We should add here that problems with contamination are routine in radiocarbon dating. It is not uncommon  for an ancient artifact, known by other reasons to date from a certain era, to give a radiocarbon  date completely at variance with the known facts. In these cases the researcher ordinarily just shrugs off the result as an unfortunate technical problem with contamination that cannot at present be coped with, or he adjusts the historical age calculations accordingly and gets on with the research.


However, it appears that because we are here dealing with the Holy Shroud of Turin, with its enormous theological, philosophical, historical and international implications, the supposed controversy over the carbon 14 dating result is artificially being kept alive for polemical reasons, and the pretense is that there still is a valid controversy as to the authenticity and age of the Shroud. It is all a sham, and is moreover  a serious impediment to on-going scientific work. The current consensus and conclusion is that the Shroud’s age is ancient. The claim of a mediaeval historical date is today purely fictional.

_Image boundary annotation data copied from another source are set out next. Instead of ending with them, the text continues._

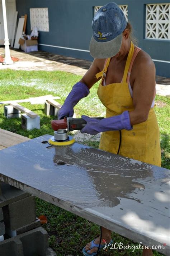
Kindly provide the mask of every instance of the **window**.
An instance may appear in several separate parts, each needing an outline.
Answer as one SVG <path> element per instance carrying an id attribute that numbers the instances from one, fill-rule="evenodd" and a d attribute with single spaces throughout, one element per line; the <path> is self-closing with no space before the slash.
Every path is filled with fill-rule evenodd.
<path id="1" fill-rule="evenodd" d="M 145 38 L 170 40 L 170 4 L 146 5 Z"/>
<path id="2" fill-rule="evenodd" d="M 48 32 L 48 8 L 30 8 L 31 29 L 37 27 L 38 31 Z"/>

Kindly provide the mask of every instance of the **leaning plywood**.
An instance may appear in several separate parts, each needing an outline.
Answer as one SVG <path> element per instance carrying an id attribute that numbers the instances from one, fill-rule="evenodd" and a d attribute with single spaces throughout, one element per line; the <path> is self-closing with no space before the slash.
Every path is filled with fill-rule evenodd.
<path id="1" fill-rule="evenodd" d="M 12 39 L 11 40 L 11 47 L 13 47 L 14 45 L 14 40 L 15 37 L 15 33 L 16 31 L 16 20 L 17 19 L 18 12 L 16 12 L 15 15 L 15 17 L 14 21 L 14 27 L 13 31 L 13 34 L 12 35 Z"/>
<path id="2" fill-rule="evenodd" d="M 28 141 L 30 139 L 0 128 L 0 148 L 6 148 Z"/>
<path id="3" fill-rule="evenodd" d="M 48 103 L 49 103 L 49 104 L 53 106 L 53 107 L 56 108 L 57 109 L 60 109 L 61 108 L 62 105 L 60 103 L 52 99 L 48 99 L 47 100 L 47 101 Z"/>
<path id="4" fill-rule="evenodd" d="M 22 106 L 20 105 L 19 104 L 18 104 L 15 102 L 13 102 L 11 103 L 10 103 L 10 105 L 12 106 L 14 108 L 16 109 L 18 109 L 18 110 L 20 110 L 21 112 L 25 113 L 27 115 L 29 116 L 34 118 L 35 117 L 37 117 L 38 116 L 38 115 L 37 114 L 34 113 L 33 111 L 32 111 L 30 109 L 27 109 L 26 108 L 23 107 Z"/>
<path id="5" fill-rule="evenodd" d="M 19 48 L 20 45 L 18 42 L 19 38 L 22 35 L 24 20 L 24 18 L 20 18 L 19 19 L 17 30 L 16 31 L 16 35 L 15 41 L 15 44 L 14 47 L 14 48 L 16 48 L 17 49 Z"/>

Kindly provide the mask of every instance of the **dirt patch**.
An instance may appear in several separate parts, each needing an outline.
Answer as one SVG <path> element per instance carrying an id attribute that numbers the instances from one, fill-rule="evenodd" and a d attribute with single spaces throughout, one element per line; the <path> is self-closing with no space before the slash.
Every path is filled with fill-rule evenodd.
<path id="1" fill-rule="evenodd" d="M 158 108 L 163 108 L 165 106 L 166 106 L 166 103 L 165 103 L 165 102 L 162 102 L 160 101 L 156 101 L 155 103 L 156 104 L 156 106 L 158 107 Z"/>
<path id="2" fill-rule="evenodd" d="M 0 55 L 0 62 L 3 63 L 4 60 L 5 56 L 4 55 Z M 14 62 L 16 62 L 16 61 L 18 61 L 19 60 L 18 58 L 15 58 L 15 57 L 11 57 L 11 59 L 12 60 L 13 60 Z"/>

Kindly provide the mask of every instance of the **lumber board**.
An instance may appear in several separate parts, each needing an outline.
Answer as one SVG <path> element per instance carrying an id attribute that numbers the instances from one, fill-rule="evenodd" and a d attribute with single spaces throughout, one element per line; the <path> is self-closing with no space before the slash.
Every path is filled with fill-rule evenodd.
<path id="1" fill-rule="evenodd" d="M 10 103 L 10 105 L 12 106 L 15 109 L 18 109 L 18 110 L 20 110 L 21 112 L 23 112 L 29 116 L 34 118 L 35 117 L 38 116 L 38 115 L 37 114 L 34 113 L 33 111 L 32 111 L 30 109 L 27 109 L 27 108 L 25 108 L 21 105 L 20 105 L 19 104 L 15 102 L 13 102 L 12 103 Z"/>
<path id="2" fill-rule="evenodd" d="M 23 31 L 23 28 L 24 27 L 24 19 L 23 18 L 20 18 L 17 27 L 17 30 L 16 31 L 16 34 L 15 37 L 15 41 L 14 48 L 19 49 L 20 45 L 18 42 L 19 38 L 21 37 Z"/>
<path id="3" fill-rule="evenodd" d="M 52 99 L 48 99 L 46 101 L 48 103 L 49 103 L 49 104 L 51 104 L 52 106 L 57 108 L 57 109 L 60 109 L 61 108 L 62 105 L 58 102 L 54 100 L 53 100 Z"/>
<path id="4" fill-rule="evenodd" d="M 0 104 L 10 104 L 13 102 L 16 102 L 21 103 L 22 102 L 30 102 L 31 104 L 43 104 L 47 99 L 52 98 L 53 99 L 60 99 L 60 97 L 58 96 L 53 96 L 49 94 L 43 96 L 39 96 L 38 97 L 30 97 L 28 99 L 25 99 L 21 100 L 6 100 L 4 101 L 0 101 Z"/>
<path id="5" fill-rule="evenodd" d="M 6 147 L 0 145 L 0 150 L 1 150 L 1 149 L 4 149 L 4 148 L 6 148 Z"/>
<path id="6" fill-rule="evenodd" d="M 30 139 L 27 137 L 0 128 L 0 145 L 1 147 L 11 147 Z"/>

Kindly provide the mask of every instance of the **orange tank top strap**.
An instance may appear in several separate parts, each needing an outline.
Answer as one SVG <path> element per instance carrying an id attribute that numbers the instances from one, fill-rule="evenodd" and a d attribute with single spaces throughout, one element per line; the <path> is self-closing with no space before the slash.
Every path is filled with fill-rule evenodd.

8.  Correction for  Carbon 14 enhancement by neutron flux, if any:   The  exchange between Phillips and Hedges [5] on this matter  in Nature in 1989 [2] generated widespread interest and discussion. One objection raised to the C14 enhancement by neutron flow was that, while neutrons would undoubtedly enrich the C14 content of linen, there was no proof that the new C14 atoms so produced would remain in the linen and not just simply diffuse out and evaporate into the air.


 J-B. Rinaudo [6] settled this point experimentally by irradiating a piece of ancient linen of  known historical age with a neutron flow in a reactor, and then measuring the radiocarbon age. He found, as predicted, that the apparent age of the cloth had been greatly advanced by the neutrons in accordance with the predictions, thus proving that the new C14 atoms produced by the neutron flow did indeed bind to his test sample of  linen and remained there to alter the radiocarbon date.

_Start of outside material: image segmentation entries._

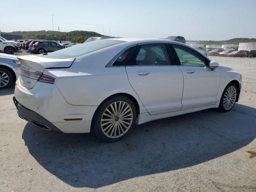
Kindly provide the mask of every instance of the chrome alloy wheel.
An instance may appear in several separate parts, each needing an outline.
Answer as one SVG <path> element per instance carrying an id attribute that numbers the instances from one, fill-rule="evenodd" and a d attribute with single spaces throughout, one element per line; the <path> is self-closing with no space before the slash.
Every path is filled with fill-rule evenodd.
<path id="1" fill-rule="evenodd" d="M 6 86 L 10 81 L 10 78 L 7 74 L 3 71 L 0 71 L 0 87 Z"/>
<path id="2" fill-rule="evenodd" d="M 225 93 L 223 98 L 223 106 L 226 110 L 230 109 L 236 102 L 236 89 L 234 86 L 230 86 Z"/>
<path id="3" fill-rule="evenodd" d="M 131 127 L 133 112 L 131 106 L 124 101 L 113 102 L 105 110 L 100 120 L 100 126 L 105 135 L 118 138 L 124 135 Z"/>

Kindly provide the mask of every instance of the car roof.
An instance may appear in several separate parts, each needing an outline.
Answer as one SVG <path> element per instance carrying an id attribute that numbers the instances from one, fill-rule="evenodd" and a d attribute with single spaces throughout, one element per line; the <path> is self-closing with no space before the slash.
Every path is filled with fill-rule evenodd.
<path id="1" fill-rule="evenodd" d="M 150 42 L 173 42 L 175 43 L 178 43 L 180 44 L 184 45 L 184 44 L 179 43 L 176 41 L 171 41 L 170 40 L 165 39 L 151 39 L 147 38 L 112 38 L 106 39 L 104 40 L 105 41 L 108 41 L 109 40 L 122 41 L 128 42 L 133 43 L 134 44 Z"/>

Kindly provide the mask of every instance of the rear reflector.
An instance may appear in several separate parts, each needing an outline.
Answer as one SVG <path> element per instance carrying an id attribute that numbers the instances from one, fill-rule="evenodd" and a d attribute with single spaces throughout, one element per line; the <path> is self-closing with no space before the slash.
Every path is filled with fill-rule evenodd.
<path id="1" fill-rule="evenodd" d="M 64 119 L 65 121 L 80 121 L 82 119 L 82 118 L 78 118 L 76 119 Z"/>
<path id="2" fill-rule="evenodd" d="M 32 73 L 29 71 L 25 71 L 22 69 L 20 69 L 20 73 L 22 75 L 23 75 L 25 77 L 31 78 L 31 79 L 36 79 L 36 80 L 38 79 L 42 74 L 40 72 L 35 72 L 34 73 Z"/>
<path id="3" fill-rule="evenodd" d="M 44 83 L 54 84 L 55 81 L 55 79 L 48 75 L 43 74 L 38 80 L 38 81 Z"/>

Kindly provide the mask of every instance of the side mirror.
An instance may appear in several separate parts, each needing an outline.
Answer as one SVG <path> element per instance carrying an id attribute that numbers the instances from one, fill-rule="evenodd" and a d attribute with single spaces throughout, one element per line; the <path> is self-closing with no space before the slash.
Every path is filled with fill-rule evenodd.
<path id="1" fill-rule="evenodd" d="M 213 70 L 216 69 L 219 66 L 219 64 L 215 61 L 212 61 L 209 64 L 209 68 Z"/>

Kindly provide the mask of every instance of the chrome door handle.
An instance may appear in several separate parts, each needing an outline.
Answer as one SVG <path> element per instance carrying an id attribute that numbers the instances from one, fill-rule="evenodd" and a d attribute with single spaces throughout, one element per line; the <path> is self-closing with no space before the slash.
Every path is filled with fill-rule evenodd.
<path id="1" fill-rule="evenodd" d="M 137 74 L 139 75 L 147 75 L 149 74 L 150 72 L 149 71 L 137 71 Z"/>
<path id="2" fill-rule="evenodd" d="M 189 74 L 191 74 L 196 72 L 196 71 L 194 71 L 193 70 L 186 70 L 186 72 Z"/>

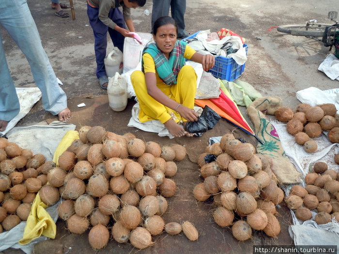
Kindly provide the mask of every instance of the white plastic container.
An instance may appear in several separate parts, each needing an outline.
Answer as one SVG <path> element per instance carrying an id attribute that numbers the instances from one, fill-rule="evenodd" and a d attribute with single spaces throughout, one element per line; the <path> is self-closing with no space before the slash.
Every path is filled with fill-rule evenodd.
<path id="1" fill-rule="evenodd" d="M 122 111 L 127 103 L 127 82 L 118 73 L 109 79 L 107 87 L 109 106 L 114 111 Z"/>
<path id="2" fill-rule="evenodd" d="M 104 60 L 105 69 L 108 77 L 114 76 L 116 73 L 121 74 L 123 72 L 123 55 L 117 47 L 114 47 L 112 51 Z"/>

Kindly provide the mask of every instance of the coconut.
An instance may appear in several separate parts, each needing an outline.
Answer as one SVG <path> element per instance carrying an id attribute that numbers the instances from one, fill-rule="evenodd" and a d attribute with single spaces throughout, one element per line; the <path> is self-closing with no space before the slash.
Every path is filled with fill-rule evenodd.
<path id="1" fill-rule="evenodd" d="M 158 157 L 161 154 L 161 148 L 155 142 L 148 141 L 146 143 L 145 152 L 151 153 L 154 157 Z"/>
<path id="2" fill-rule="evenodd" d="M 306 189 L 300 185 L 293 185 L 290 190 L 290 195 L 296 195 L 301 198 L 304 197 L 307 194 Z"/>
<path id="3" fill-rule="evenodd" d="M 91 224 L 94 226 L 99 224 L 107 226 L 109 222 L 109 216 L 102 213 L 98 208 L 95 208 L 91 214 L 90 221 Z"/>
<path id="4" fill-rule="evenodd" d="M 308 140 L 306 141 L 303 146 L 304 150 L 308 153 L 312 153 L 317 150 L 318 145 L 314 140 Z"/>
<path id="5" fill-rule="evenodd" d="M 158 188 L 159 193 L 162 196 L 165 197 L 170 197 L 175 193 L 176 185 L 173 180 L 165 178 Z"/>
<path id="6" fill-rule="evenodd" d="M 109 184 L 107 179 L 102 175 L 96 174 L 91 177 L 86 187 L 86 192 L 94 197 L 102 197 L 108 191 Z"/>
<path id="7" fill-rule="evenodd" d="M 204 178 L 210 176 L 216 176 L 220 171 L 220 168 L 216 162 L 205 164 L 200 169 L 200 174 Z"/>
<path id="8" fill-rule="evenodd" d="M 317 106 L 310 107 L 305 113 L 306 119 L 312 122 L 320 121 L 325 114 L 322 108 Z"/>
<path id="9" fill-rule="evenodd" d="M 10 214 L 3 220 L 2 227 L 5 230 L 9 231 L 19 224 L 20 222 L 19 216 L 15 214 Z"/>
<path id="10" fill-rule="evenodd" d="M 131 161 L 126 164 L 123 175 L 130 182 L 135 183 L 141 180 L 144 171 L 142 166 L 136 162 Z"/>
<path id="11" fill-rule="evenodd" d="M 317 137 L 322 134 L 323 130 L 317 122 L 309 122 L 304 127 L 304 130 L 309 137 Z"/>
<path id="12" fill-rule="evenodd" d="M 112 227 L 112 236 L 118 242 L 126 242 L 129 239 L 130 231 L 123 226 L 120 222 L 117 221 Z"/>
<path id="13" fill-rule="evenodd" d="M 85 193 L 86 184 L 81 179 L 71 178 L 65 186 L 65 194 L 71 199 L 76 199 Z"/>
<path id="14" fill-rule="evenodd" d="M 25 197 L 21 200 L 21 202 L 22 202 L 22 203 L 31 204 L 33 203 L 33 201 L 34 201 L 36 196 L 36 194 L 35 193 L 28 193 L 25 196 Z"/>
<path id="15" fill-rule="evenodd" d="M 120 211 L 120 221 L 123 225 L 126 228 L 135 228 L 141 221 L 140 210 L 133 206 L 127 205 L 123 207 Z"/>
<path id="16" fill-rule="evenodd" d="M 90 225 L 90 221 L 87 217 L 81 217 L 77 214 L 72 215 L 66 222 L 68 230 L 74 234 L 84 233 Z"/>
<path id="17" fill-rule="evenodd" d="M 87 160 L 93 166 L 99 164 L 104 160 L 104 155 L 101 151 L 102 146 L 102 144 L 94 144 L 88 151 Z"/>
<path id="18" fill-rule="evenodd" d="M 122 207 L 134 206 L 136 207 L 139 204 L 140 197 L 138 193 L 134 190 L 128 190 L 120 197 L 120 204 Z"/>
<path id="19" fill-rule="evenodd" d="M 210 197 L 210 195 L 203 183 L 198 183 L 193 189 L 193 196 L 198 201 L 207 200 Z"/>
<path id="20" fill-rule="evenodd" d="M 280 233 L 280 224 L 277 217 L 271 213 L 266 213 L 267 216 L 267 224 L 263 232 L 268 236 L 277 237 Z"/>
<path id="21" fill-rule="evenodd" d="M 8 175 L 13 185 L 20 184 L 24 180 L 22 173 L 20 172 L 14 172 Z"/>
<path id="22" fill-rule="evenodd" d="M 228 172 L 223 171 L 218 176 L 217 183 L 222 191 L 232 191 L 237 187 L 236 179 Z"/>
<path id="23" fill-rule="evenodd" d="M 326 224 L 332 221 L 332 216 L 327 212 L 322 211 L 315 215 L 314 221 L 318 225 Z"/>
<path id="24" fill-rule="evenodd" d="M 293 115 L 293 119 L 296 119 L 301 122 L 303 124 L 305 124 L 307 122 L 305 113 L 302 112 L 296 112 Z"/>
<path id="25" fill-rule="evenodd" d="M 324 131 L 329 131 L 336 126 L 336 119 L 331 116 L 324 116 L 319 124 Z"/>
<path id="26" fill-rule="evenodd" d="M 165 227 L 165 222 L 159 215 L 153 215 L 147 218 L 144 222 L 144 227 L 147 229 L 152 236 L 161 233 Z"/>
<path id="27" fill-rule="evenodd" d="M 294 135 L 294 139 L 297 144 L 302 146 L 306 141 L 309 140 L 309 137 L 305 133 L 301 132 Z"/>
<path id="28" fill-rule="evenodd" d="M 72 169 L 77 161 L 77 156 L 74 152 L 65 151 L 59 156 L 58 163 L 60 167 L 62 167 L 66 171 Z"/>
<path id="29" fill-rule="evenodd" d="M 12 160 L 6 159 L 0 162 L 0 171 L 4 175 L 9 175 L 15 170 L 15 164 Z"/>
<path id="30" fill-rule="evenodd" d="M 56 165 L 57 165 L 54 162 L 52 161 L 48 161 L 41 165 L 40 172 L 42 174 L 47 175 L 48 172 L 49 172 L 49 170 L 52 169 L 52 168 L 53 167 L 56 166 Z"/>
<path id="31" fill-rule="evenodd" d="M 277 119 L 281 122 L 288 122 L 293 118 L 293 111 L 289 107 L 282 107 L 276 110 Z"/>
<path id="32" fill-rule="evenodd" d="M 154 167 L 155 157 L 151 153 L 145 152 L 138 158 L 138 162 L 142 166 L 144 170 L 148 171 Z"/>
<path id="33" fill-rule="evenodd" d="M 88 241 L 93 249 L 102 249 L 106 246 L 109 239 L 109 231 L 103 225 L 98 224 L 93 226 L 88 234 Z"/>
<path id="34" fill-rule="evenodd" d="M 232 234 L 237 240 L 245 241 L 252 236 L 252 229 L 245 221 L 239 220 L 232 226 Z"/>
<path id="35" fill-rule="evenodd" d="M 285 202 L 289 208 L 295 210 L 303 205 L 303 199 L 296 195 L 290 194 L 285 198 Z"/>
<path id="36" fill-rule="evenodd" d="M 75 213 L 74 201 L 71 199 L 63 200 L 58 207 L 58 214 L 59 218 L 66 221 L 70 216 Z"/>
<path id="37" fill-rule="evenodd" d="M 174 162 L 166 162 L 166 171 L 165 175 L 168 177 L 174 177 L 177 174 L 178 168 Z"/>
<path id="38" fill-rule="evenodd" d="M 123 194 L 129 189 L 130 183 L 123 175 L 113 177 L 109 180 L 109 187 L 113 193 Z"/>
<path id="39" fill-rule="evenodd" d="M 295 135 L 297 133 L 302 132 L 304 129 L 304 124 L 296 119 L 292 119 L 287 122 L 286 124 L 287 132 L 291 135 Z"/>
<path id="40" fill-rule="evenodd" d="M 21 200 L 27 194 L 27 189 L 24 184 L 16 184 L 11 188 L 10 194 L 14 199 Z"/>
<path id="41" fill-rule="evenodd" d="M 223 207 L 219 207 L 213 212 L 214 221 L 221 227 L 229 226 L 233 223 L 234 214 Z"/>
<path id="42" fill-rule="evenodd" d="M 165 174 L 158 168 L 153 168 L 147 172 L 147 175 L 152 177 L 155 181 L 156 186 L 162 183 L 165 178 Z"/>
<path id="43" fill-rule="evenodd" d="M 60 195 L 57 188 L 51 185 L 44 185 L 39 191 L 41 201 L 47 206 L 52 206 L 57 203 Z"/>
<path id="44" fill-rule="evenodd" d="M 319 205 L 319 201 L 314 195 L 307 194 L 304 197 L 304 205 L 308 208 L 316 208 Z"/>
<path id="45" fill-rule="evenodd" d="M 152 177 L 143 176 L 135 185 L 137 192 L 141 196 L 156 195 L 156 183 Z"/>
<path id="46" fill-rule="evenodd" d="M 170 222 L 165 225 L 165 231 L 170 235 L 177 235 L 182 230 L 181 225 L 176 222 Z"/>
<path id="47" fill-rule="evenodd" d="M 339 143 L 339 127 L 332 128 L 328 132 L 327 137 L 332 143 Z"/>
<path id="48" fill-rule="evenodd" d="M 29 178 L 25 181 L 25 186 L 28 192 L 38 192 L 42 187 L 42 182 L 37 178 Z"/>
<path id="49" fill-rule="evenodd" d="M 9 158 L 14 158 L 21 154 L 22 149 L 16 143 L 9 142 L 5 148 L 5 151 Z"/>
<path id="50" fill-rule="evenodd" d="M 175 158 L 175 151 L 169 146 L 164 146 L 161 148 L 160 157 L 167 162 L 173 161 Z"/>
<path id="51" fill-rule="evenodd" d="M 238 188 L 242 192 L 253 193 L 259 187 L 256 179 L 251 176 L 246 176 L 238 181 Z"/>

If the Shroud’s real origin is 33 A.D. then this obviously would require an enhancement by a further 357– 33 = 324 years. A preliminary calculation, which is reserved for a later paper, shows that an enhancement of this amount is within the physical limits of the neutron flow and energy release which could accompany  a certain non-violent nuclear transformation of matter.

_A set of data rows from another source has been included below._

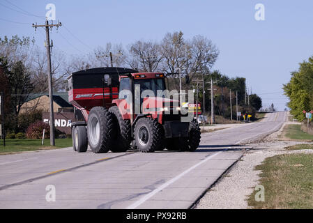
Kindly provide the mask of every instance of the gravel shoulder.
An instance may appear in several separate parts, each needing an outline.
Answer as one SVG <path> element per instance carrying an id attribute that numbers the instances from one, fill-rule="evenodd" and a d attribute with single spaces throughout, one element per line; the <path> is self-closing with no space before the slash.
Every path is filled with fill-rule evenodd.
<path id="1" fill-rule="evenodd" d="M 294 124 L 294 123 L 290 123 Z M 259 184 L 260 171 L 254 167 L 266 157 L 280 154 L 313 153 L 313 150 L 287 151 L 286 147 L 304 141 L 282 141 L 283 127 L 259 141 L 247 144 L 247 152 L 194 206 L 194 209 L 246 209 L 246 199 Z"/>

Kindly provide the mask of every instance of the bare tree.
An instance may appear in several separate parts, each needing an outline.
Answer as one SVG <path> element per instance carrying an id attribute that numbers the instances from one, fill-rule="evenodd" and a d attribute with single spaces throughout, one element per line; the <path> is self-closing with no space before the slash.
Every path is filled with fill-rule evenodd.
<path id="1" fill-rule="evenodd" d="M 114 66 L 119 67 L 125 65 L 127 55 L 122 44 L 112 45 L 111 43 L 107 43 L 105 47 L 99 46 L 95 49 L 95 61 L 96 61 L 94 64 L 95 67 L 111 66 L 110 54 L 112 54 L 112 63 Z M 89 57 L 93 58 L 91 55 Z"/>
<path id="2" fill-rule="evenodd" d="M 137 41 L 129 47 L 128 64 L 143 72 L 155 72 L 163 59 L 159 44 L 151 41 Z"/>

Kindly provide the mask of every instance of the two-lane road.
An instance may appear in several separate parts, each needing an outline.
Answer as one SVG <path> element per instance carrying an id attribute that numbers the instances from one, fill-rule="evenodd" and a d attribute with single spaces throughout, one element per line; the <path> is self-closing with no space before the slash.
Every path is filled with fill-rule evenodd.
<path id="1" fill-rule="evenodd" d="M 192 153 L 69 148 L 2 155 L 0 208 L 188 208 L 241 157 L 238 144 L 278 129 L 285 118 L 272 113 L 261 122 L 203 134 Z M 47 185 L 55 188 L 55 201 L 46 200 Z"/>

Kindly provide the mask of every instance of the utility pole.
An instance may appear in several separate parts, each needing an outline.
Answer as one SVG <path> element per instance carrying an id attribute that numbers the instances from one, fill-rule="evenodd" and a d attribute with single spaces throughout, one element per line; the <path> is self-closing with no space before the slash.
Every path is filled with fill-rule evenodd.
<path id="1" fill-rule="evenodd" d="M 2 138 L 3 139 L 3 146 L 6 146 L 6 132 L 4 128 L 4 97 L 3 92 L 1 92 L 1 94 L 0 104 L 1 104 L 0 114 L 2 116 L 2 125 L 1 125 Z"/>
<path id="2" fill-rule="evenodd" d="M 113 68 L 113 56 L 112 52 L 109 52 L 109 60 L 111 61 L 111 68 Z"/>
<path id="3" fill-rule="evenodd" d="M 47 48 L 47 56 L 48 58 L 48 87 L 49 87 L 49 98 L 50 100 L 50 146 L 55 146 L 55 140 L 54 140 L 54 117 L 53 114 L 53 90 L 52 90 L 52 68 L 51 68 L 51 47 L 50 46 L 50 38 L 49 33 L 49 29 L 52 29 L 54 26 L 56 26 L 56 29 L 59 29 L 59 26 L 61 26 L 62 24 L 61 22 L 58 22 L 58 24 L 49 24 L 48 20 L 46 20 L 46 23 L 45 25 L 37 25 L 33 24 L 33 27 L 37 29 L 38 27 L 45 27 L 45 33 L 46 33 L 46 44 L 45 47 Z"/>
<path id="4" fill-rule="evenodd" d="M 202 74 L 202 107 L 204 108 L 203 114 L 204 116 L 206 115 L 206 90 L 204 89 L 204 74 Z"/>
<path id="5" fill-rule="evenodd" d="M 215 122 L 214 116 L 214 103 L 213 103 L 213 81 L 211 78 L 211 124 L 213 125 Z"/>
<path id="6" fill-rule="evenodd" d="M 247 105 L 247 87 L 245 87 L 245 105 Z"/>
<path id="7" fill-rule="evenodd" d="M 238 91 L 236 91 L 236 116 L 238 121 Z"/>
<path id="8" fill-rule="evenodd" d="M 229 89 L 229 100 L 231 105 L 231 121 L 233 122 L 233 109 L 231 105 L 231 89 Z"/>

10. Further radiocarbon testing ?  Unless the problem of contamination in radiocarbon tests can be managed more accurately there is no point in any further carbon-14 dating; it has definitely already shown that the Shroud is ancient and that is about far as it can go.


Tests on the one-half piece of the 7 sq. cm cutting, which was not used in 1988 and is kept in Turin (Fig.1), corrected for the  contamination, will obviously only give the same general result of “ ancient” age for the Shroud already now established from the other half-piece.  Moreover, it would needlessly destroy a precious sample of the Shroud which may well be invaluable in some future scientific test on  some  questions other then than the Shroud’s age or authenticity which are now well established.  


Charred  pieces from the 1532 fire were removed from beneath the patches in the repairs made in 2003, and are kept at Turin,  Radiocarbon dating tests on these charred remnants have been proposed. These would  obviously prove to be even more difficult  to relate to a reliable  historical age  than those from  the 1988  contaminated corner pieces. In any case,  radiocarbon tests can now only serve to further verify the certainly ancient, and most likely 1st  century origin of the Shroud which has already been solidly established by a century of work in dozens of scholarly and scientific fields, and also by the properly calculated results of the 1988 C14  tests on the contaminated samples. That should settle the matter.